What model would you use to illustrate how a failure of a MMF containing CPs of an investment bank nearly shut down these markets? How is the model applicable?
Model: Bank run game
It illustrates the rational behavior of depositors in running the bank. It also shows the nature of banking in turning short term deposits into long term investments.
What are the assumtions for the bank run game?
- Four depositers ($1000 dollars each)
- Banks offer contracts contingent on withdrawal time
- Three periods: Yesterday, today, tomorro
- Depositors deposits yesterday, without knowing their preference towards withdrawal time
- Two preferences: impatient and patient (Equally likely)
- Two investments: Short (R=1) and long term(Illiquid investment - R>1 tomorrow, L<1 today)
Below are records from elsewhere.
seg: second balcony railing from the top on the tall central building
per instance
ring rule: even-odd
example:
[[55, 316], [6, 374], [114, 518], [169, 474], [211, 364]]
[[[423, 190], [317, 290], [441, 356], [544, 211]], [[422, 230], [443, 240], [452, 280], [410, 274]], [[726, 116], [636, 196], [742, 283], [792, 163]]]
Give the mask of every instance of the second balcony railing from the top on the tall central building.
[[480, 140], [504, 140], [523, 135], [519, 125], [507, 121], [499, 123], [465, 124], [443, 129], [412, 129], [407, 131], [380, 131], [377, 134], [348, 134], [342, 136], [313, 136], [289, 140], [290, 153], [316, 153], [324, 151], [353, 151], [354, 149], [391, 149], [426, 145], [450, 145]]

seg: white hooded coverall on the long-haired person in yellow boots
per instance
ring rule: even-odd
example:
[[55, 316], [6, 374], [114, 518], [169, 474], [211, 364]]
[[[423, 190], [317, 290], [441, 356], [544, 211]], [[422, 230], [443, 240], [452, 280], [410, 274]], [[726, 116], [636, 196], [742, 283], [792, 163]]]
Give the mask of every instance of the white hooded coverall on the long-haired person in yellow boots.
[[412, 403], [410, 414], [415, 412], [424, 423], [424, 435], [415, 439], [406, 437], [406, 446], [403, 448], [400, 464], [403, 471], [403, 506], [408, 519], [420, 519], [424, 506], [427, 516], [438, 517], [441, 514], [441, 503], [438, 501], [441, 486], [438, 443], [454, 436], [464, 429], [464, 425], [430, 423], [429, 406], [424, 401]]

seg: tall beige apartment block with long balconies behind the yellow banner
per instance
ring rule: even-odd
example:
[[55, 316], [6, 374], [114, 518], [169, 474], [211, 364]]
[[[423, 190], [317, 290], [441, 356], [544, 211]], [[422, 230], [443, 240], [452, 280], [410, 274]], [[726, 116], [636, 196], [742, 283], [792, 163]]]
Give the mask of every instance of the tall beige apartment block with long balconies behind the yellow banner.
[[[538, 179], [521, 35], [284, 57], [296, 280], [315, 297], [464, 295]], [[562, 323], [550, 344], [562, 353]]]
Why did monetary policy contribute to inflation post-covid but not post great recession?
Great recession
* Underutilized capacity
* Confidence was low
* Banking sector was more cautious due to tighter regulations and a need to repair their balace sheets
Covid
* There was a shut off in supply, not demand and restrictions on demand by the governments. (Aggregate supply shifts in)
* Meeting this with monetary policy shifts aggregate demand out.
* Post lockdown, people had saved up because they didn’t have anything to spend money on
What model would you use to show that masks and vaccine mandates where necessary? Why?
Model: Public goods
Because if not the spread would have been exponential.